Friday, 1 May 2015

(716) The Age of Steel

Todays episode pretty much hits the ground running with the Doctor, Rose, Mickey, Ricky and the bloke from Blue Peter run into the getaway van. The scene that follows show that Pete Tyler has been feeding information to Ricky. Ricky’s death was somewhat inevitable and this means that Mickey has to step into his shoes which bearing in mind what he has done since his first appearance

Lumic goes from being in his chair to being the Cyber Controller. His reluctance is perhaps ironic. When the Cyber Controller appears the chair is something that doesn’t look dissimilar to the throne in Game of Thrones. It’s over the top and just looks a little bit naff. The design of the Controller is rather good because you can see its brain and also its eyes are lit up.
I found Mrs Moore to be quite nice in this episode and thought that she could easily have become a companion. Her death is one that I didn’t see coming and her best scene comes when she and the Doctor examine the Cyberman that the just killed. The Cyberman’s name is Sally and she was getting married which just made the horror of what was going on even worse. This slant of the character is something that had never really been examined before.

The way that the Cybermen are defeated is having their emotional inhibiters disabled and can see what they have become thus causing them to feel pain. It’s a great way of defeating the Cybermen because it forces them to deal with the thing that they can’t deal with. The Cyber Controller tries to catch the Doctor after he has climbed up a ladder on a zeppelin. Only in Doctor Who would you have a scene that involves a Cyber Controller and a Zeppelin.  
What makes the Cybermen’s plan seem plausible is because there are so many Cybermen on screen. The best thing about new Who is that there isn’t three Cybermen or three Daleks to invade somewhere. In this story there are hundreds of them and it really adds to the effect. The visual effects to realise the machines used to convert people is very good and again this adds to the effect of something truly horrible being created.
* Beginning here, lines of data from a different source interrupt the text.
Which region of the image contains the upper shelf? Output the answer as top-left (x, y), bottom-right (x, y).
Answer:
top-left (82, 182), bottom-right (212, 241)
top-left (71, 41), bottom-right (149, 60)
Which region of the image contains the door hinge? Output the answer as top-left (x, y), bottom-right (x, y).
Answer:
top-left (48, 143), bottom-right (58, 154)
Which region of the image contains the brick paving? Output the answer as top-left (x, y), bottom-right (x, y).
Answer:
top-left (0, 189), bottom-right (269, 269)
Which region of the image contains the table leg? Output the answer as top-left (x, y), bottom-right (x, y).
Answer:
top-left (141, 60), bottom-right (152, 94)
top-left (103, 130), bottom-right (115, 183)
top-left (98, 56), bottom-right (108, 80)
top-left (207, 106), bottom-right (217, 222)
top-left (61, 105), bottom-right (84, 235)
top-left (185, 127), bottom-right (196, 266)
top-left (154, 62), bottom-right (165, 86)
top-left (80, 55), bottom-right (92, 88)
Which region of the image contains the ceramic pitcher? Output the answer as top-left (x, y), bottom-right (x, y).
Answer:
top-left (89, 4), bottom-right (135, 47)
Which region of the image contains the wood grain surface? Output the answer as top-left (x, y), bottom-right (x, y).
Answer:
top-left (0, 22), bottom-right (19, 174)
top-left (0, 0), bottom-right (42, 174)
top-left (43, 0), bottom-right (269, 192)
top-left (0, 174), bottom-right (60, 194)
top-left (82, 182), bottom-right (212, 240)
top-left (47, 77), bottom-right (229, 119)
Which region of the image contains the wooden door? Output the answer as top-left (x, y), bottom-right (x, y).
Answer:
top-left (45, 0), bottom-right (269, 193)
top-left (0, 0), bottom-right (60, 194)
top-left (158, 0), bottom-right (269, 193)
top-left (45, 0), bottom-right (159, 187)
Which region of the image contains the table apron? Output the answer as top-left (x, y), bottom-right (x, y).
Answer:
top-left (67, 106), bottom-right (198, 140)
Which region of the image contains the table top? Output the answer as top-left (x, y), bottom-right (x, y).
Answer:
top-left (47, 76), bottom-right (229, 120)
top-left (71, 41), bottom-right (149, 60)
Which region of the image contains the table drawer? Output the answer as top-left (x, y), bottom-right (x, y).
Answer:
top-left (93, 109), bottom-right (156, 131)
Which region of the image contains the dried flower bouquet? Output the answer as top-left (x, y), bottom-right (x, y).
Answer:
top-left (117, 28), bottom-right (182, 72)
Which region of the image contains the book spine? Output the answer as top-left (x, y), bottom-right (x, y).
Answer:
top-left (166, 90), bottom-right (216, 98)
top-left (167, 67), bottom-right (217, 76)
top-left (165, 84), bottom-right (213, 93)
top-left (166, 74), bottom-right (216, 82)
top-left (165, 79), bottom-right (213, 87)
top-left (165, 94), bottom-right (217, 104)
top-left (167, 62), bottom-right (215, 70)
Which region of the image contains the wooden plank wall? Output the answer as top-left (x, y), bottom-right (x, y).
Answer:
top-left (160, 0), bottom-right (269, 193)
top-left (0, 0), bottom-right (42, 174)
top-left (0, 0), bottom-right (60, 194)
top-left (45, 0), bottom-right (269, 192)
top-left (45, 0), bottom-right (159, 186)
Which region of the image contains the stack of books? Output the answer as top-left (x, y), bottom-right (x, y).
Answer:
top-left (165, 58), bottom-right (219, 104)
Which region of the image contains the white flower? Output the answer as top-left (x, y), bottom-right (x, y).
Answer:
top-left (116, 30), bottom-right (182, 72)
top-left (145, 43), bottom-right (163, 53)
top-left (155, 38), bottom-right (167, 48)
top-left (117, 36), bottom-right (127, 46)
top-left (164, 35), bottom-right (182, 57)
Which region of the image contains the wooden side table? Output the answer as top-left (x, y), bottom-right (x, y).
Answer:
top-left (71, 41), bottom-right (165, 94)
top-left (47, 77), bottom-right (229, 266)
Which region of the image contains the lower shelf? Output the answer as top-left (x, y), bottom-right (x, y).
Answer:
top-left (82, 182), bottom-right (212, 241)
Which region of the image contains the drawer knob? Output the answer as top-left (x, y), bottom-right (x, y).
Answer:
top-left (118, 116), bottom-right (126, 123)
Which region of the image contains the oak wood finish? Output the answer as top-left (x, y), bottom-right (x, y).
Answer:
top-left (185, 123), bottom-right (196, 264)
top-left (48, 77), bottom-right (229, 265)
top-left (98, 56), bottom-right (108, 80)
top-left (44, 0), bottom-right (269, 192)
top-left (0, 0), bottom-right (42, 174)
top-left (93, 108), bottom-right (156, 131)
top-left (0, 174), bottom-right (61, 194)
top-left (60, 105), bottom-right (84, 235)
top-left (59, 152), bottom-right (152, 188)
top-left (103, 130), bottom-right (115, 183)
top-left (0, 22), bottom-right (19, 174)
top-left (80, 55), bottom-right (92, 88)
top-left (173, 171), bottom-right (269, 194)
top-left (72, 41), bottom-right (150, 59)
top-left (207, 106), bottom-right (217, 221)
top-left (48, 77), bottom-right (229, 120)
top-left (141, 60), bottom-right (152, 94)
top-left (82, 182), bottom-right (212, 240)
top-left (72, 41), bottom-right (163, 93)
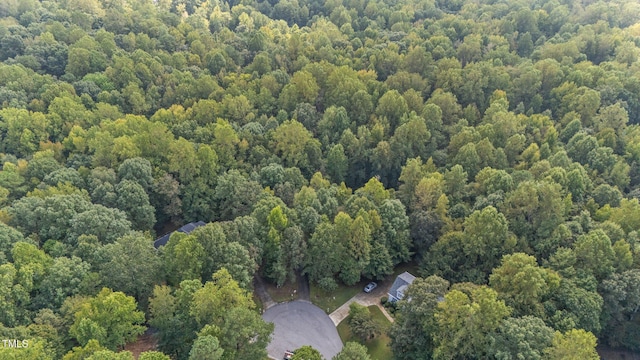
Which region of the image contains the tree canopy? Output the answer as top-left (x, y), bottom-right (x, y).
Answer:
top-left (1, 0), bottom-right (640, 357)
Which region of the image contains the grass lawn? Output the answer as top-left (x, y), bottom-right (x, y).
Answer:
top-left (337, 305), bottom-right (393, 360)
top-left (310, 280), bottom-right (365, 314)
top-left (264, 279), bottom-right (299, 303)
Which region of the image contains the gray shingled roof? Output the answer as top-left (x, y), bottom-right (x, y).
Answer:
top-left (388, 271), bottom-right (416, 301)
top-left (153, 221), bottom-right (207, 248)
top-left (398, 271), bottom-right (416, 284)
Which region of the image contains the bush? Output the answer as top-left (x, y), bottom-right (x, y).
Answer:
top-left (318, 277), bottom-right (338, 292)
top-left (381, 296), bottom-right (388, 305)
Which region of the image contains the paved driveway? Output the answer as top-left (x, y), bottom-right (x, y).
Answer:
top-left (328, 282), bottom-right (395, 326)
top-left (263, 301), bottom-right (343, 360)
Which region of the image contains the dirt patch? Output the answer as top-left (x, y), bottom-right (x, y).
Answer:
top-left (123, 329), bottom-right (158, 359)
top-left (297, 272), bottom-right (310, 301)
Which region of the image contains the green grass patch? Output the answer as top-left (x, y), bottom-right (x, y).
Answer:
top-left (337, 305), bottom-right (393, 360)
top-left (264, 280), bottom-right (299, 303)
top-left (310, 281), bottom-right (365, 314)
top-left (337, 318), bottom-right (351, 341)
top-left (368, 306), bottom-right (391, 332)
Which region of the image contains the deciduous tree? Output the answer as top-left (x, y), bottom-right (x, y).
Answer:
top-left (69, 287), bottom-right (146, 350)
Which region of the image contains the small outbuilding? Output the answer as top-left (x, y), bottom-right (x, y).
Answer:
top-left (153, 221), bottom-right (206, 249)
top-left (388, 271), bottom-right (416, 303)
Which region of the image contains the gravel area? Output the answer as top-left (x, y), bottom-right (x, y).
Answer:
top-left (263, 301), bottom-right (343, 360)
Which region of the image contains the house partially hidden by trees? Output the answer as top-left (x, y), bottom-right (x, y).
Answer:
top-left (153, 221), bottom-right (206, 248)
top-left (388, 272), bottom-right (416, 302)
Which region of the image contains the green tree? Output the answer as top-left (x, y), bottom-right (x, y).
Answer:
top-left (148, 283), bottom-right (198, 359)
top-left (0, 262), bottom-right (32, 326)
top-left (338, 213), bottom-right (372, 286)
top-left (549, 278), bottom-right (603, 334)
top-left (487, 316), bottom-right (554, 360)
top-left (63, 339), bottom-right (107, 360)
top-left (0, 223), bottom-right (25, 264)
top-left (163, 233), bottom-right (206, 285)
top-left (390, 276), bottom-right (449, 360)
top-left (189, 335), bottom-right (224, 360)
top-left (574, 229), bottom-right (616, 281)
top-left (11, 241), bottom-right (53, 293)
top-left (213, 170), bottom-right (263, 221)
top-left (600, 269), bottom-right (640, 350)
top-left (9, 193), bottom-right (91, 243)
top-left (327, 144), bottom-right (348, 184)
top-left (304, 220), bottom-right (342, 290)
top-left (152, 172), bottom-right (183, 225)
top-left (279, 71), bottom-right (319, 113)
top-left (191, 224), bottom-right (255, 289)
top-left (214, 306), bottom-right (273, 360)
top-left (376, 90), bottom-right (409, 131)
top-left (272, 120), bottom-right (322, 173)
top-left (363, 241), bottom-right (393, 281)
top-left (168, 137), bottom-right (199, 183)
top-left (292, 345), bottom-right (323, 360)
top-left (318, 106), bottom-right (352, 145)
top-left (68, 204), bottom-right (132, 245)
top-left (333, 342), bottom-right (370, 360)
top-left (34, 256), bottom-right (91, 310)
top-left (139, 352), bottom-right (172, 360)
top-left (117, 157), bottom-right (154, 190)
top-left (325, 66), bottom-right (367, 113)
top-left (0, 338), bottom-right (54, 359)
top-left (501, 180), bottom-right (565, 242)
top-left (348, 303), bottom-right (380, 341)
top-left (489, 253), bottom-right (560, 316)
top-left (461, 206), bottom-right (515, 279)
top-left (377, 199), bottom-right (412, 266)
top-left (263, 205), bottom-right (289, 286)
top-left (98, 232), bottom-right (161, 308)
top-left (609, 198), bottom-right (640, 234)
top-left (69, 287), bottom-right (146, 350)
top-left (433, 286), bottom-right (512, 360)
top-left (544, 329), bottom-right (599, 360)
top-left (189, 268), bottom-right (254, 327)
top-left (115, 179), bottom-right (156, 231)
top-left (86, 350), bottom-right (135, 360)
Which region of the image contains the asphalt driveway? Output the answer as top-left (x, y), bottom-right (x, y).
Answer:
top-left (263, 301), bottom-right (343, 360)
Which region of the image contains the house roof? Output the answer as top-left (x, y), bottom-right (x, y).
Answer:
top-left (398, 271), bottom-right (416, 284)
top-left (153, 221), bottom-right (206, 249)
top-left (153, 233), bottom-right (172, 248)
top-left (179, 221), bottom-right (206, 233)
top-left (388, 271), bottom-right (416, 300)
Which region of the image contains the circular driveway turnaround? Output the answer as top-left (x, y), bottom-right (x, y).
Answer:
top-left (263, 301), bottom-right (343, 360)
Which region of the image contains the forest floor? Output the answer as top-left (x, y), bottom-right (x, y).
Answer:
top-left (123, 329), bottom-right (158, 359)
top-left (598, 345), bottom-right (640, 360)
top-left (258, 271), bottom-right (310, 305)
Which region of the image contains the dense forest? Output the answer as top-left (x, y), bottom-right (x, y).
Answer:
top-left (1, 0), bottom-right (640, 359)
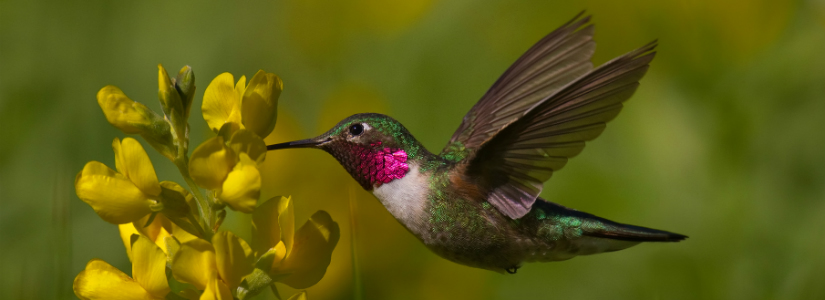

The performances from the regulars have been mixed. I haven’t found Billie Piper to be as annoying as she was in yesterdays episode but this selfish streak that there seems to be in the Rose character is something that has only now come to my attention or at least becoming something that has bothered me. David Tennant has run around these two episodes in his usual manner but his big scene with the Cyber Controller was arguably his strongest. Noel Clarke’s final scene is really good. He decides to stay because his Nan is alive and he thinks that he is more useful than he would be back home. He knows that he will never be able to compete with the Doctor for Rose’s affection. I think that Mickey would have been better served if this had been his last story because this scene was just right in terms of performance and dialogue.
These two episodes have shown that despite it being 21 years since he last directed a Doctor Who, Graeme Harper has lost any of his ability to direct a great story. The Cybermen’s return has been a good one with a story that has restore some of the shine to the Cybermen after some of the rust that has affected the steel monsters. This is one of the strongest Cybermen stories since Attack of the Cybermen and in the ratings I give these stories this comes out better than The Invasion with this two parter getting an average score of 7.78 and Invasion getting 7.74. In reality I would say that Invasion is slightly better but that average score is over eight episodes whereas Rise of the Cybermen and Age of Steel are just two episodes so its not fair to compare them. Now the Cybermen and Mickey are out of the way, the series can settle back down and go back to 1952.